Mar 072012
 
Authors: Kate Winkle

Every time a student submits a paper or finalizes a project, he or she produces a unique creative work. But should students and teachers be worried about formally copyrighting major accomplishments to legally protect them?

Linda Schutjer, CSU’s senior associate legal counsel said in an email to the Collegian that this practice is unnecessary. She explained that under U.S. Copyright law, once a creative work is made, it is automatically protected by copyright.

“This means all the materials on the Internet are protected, for example, without any need to file something or even include a copyright notice,” Schutjer said.

“If you do file for protection within three months of creation, you can sue for more money if someone infringes but only book publishers and the like really do that,” she added. “Individuals usually don’t bother.”

According to copyright guidelines on CSU’s Department of External Relations website, if a student’s work is reproduced, modified or incorporated into a publication, written permission from the student must be obtained.

Additionally, Section J of CSU’s Faculty Staff Manual states that professionals affiliated with the university who have been commissioned for a work or have utilized university resources must credit CSU in their works.

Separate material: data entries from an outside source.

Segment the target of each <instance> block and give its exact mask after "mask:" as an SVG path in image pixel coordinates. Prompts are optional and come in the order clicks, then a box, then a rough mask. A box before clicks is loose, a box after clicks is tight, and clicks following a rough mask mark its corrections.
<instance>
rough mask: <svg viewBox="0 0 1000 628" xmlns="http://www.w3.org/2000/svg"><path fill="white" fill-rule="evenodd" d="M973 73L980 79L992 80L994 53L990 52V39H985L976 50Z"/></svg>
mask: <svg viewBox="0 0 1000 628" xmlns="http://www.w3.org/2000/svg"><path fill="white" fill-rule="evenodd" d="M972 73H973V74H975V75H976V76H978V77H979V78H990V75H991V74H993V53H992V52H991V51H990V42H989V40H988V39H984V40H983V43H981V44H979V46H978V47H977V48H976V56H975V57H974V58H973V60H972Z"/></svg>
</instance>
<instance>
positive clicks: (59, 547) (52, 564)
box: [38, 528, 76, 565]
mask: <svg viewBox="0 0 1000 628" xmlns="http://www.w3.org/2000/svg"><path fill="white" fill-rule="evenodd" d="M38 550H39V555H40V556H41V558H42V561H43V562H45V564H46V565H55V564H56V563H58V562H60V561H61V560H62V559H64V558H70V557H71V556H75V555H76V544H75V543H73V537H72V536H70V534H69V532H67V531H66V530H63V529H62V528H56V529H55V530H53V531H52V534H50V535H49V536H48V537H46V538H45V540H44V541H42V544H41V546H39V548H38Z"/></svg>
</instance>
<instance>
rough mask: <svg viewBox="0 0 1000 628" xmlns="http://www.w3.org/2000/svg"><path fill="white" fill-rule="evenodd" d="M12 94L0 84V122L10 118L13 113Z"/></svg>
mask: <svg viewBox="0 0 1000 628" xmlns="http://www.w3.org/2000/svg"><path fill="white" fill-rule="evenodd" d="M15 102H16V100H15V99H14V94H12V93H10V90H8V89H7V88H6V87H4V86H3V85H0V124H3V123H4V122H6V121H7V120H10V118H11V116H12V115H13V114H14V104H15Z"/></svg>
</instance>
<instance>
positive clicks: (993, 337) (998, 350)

“In the interest of encouraging the development of new and useful scholarly material and the publication of such works, the University will continue the tradition of not claiming ownership or a share of the proceeds from scholarly works,” the manual says.

Although copyright is secured automatically upon creation of a unique work, individuals may desire the legal formality of a copyright registration, which establishes a public record of the claim, according to the United States Copyright Office.

The process involves filling out an application and paying a filing fee and a deposit.

“Copyrighting is something I’ve never worried about as a journalist,” said Kris Kodrich, an associate professor in CSU’s journalism department. “The work I’ve done has been covered by the paper and considered copyrighted material that no one can use without permission expect for brief excerpts that have been considered fair use. As an academic, the same strategy applies. It’s nothing I’ve been greatly concerned about.”

Since situations in which copyrighting might be necessary involve protection of creative works, the College of Liberal Arts is most likely to create copyrighted works, according to Schutjer.

Joan Walker is a freshman design and apparel production major who hopes to own her own business and would be concerned about protecting her designs.

“In certain circumstances, (copyrighting) can be necessary, although in this particular field you might run into difficulties because there’s a lot of overlap. I definitely think it could be good, but it’s hard to copyright a generic design (like a skirt with pleats).”

Although material is copyrighted as soon as it is created, people who are concerned about infringement of their work should use caution when sharing it publicly, Kodrich added.

“If they want to be protective of their work, they probably wouldn’t want to put it on YouTube or other sites accessible to everyone,” he said.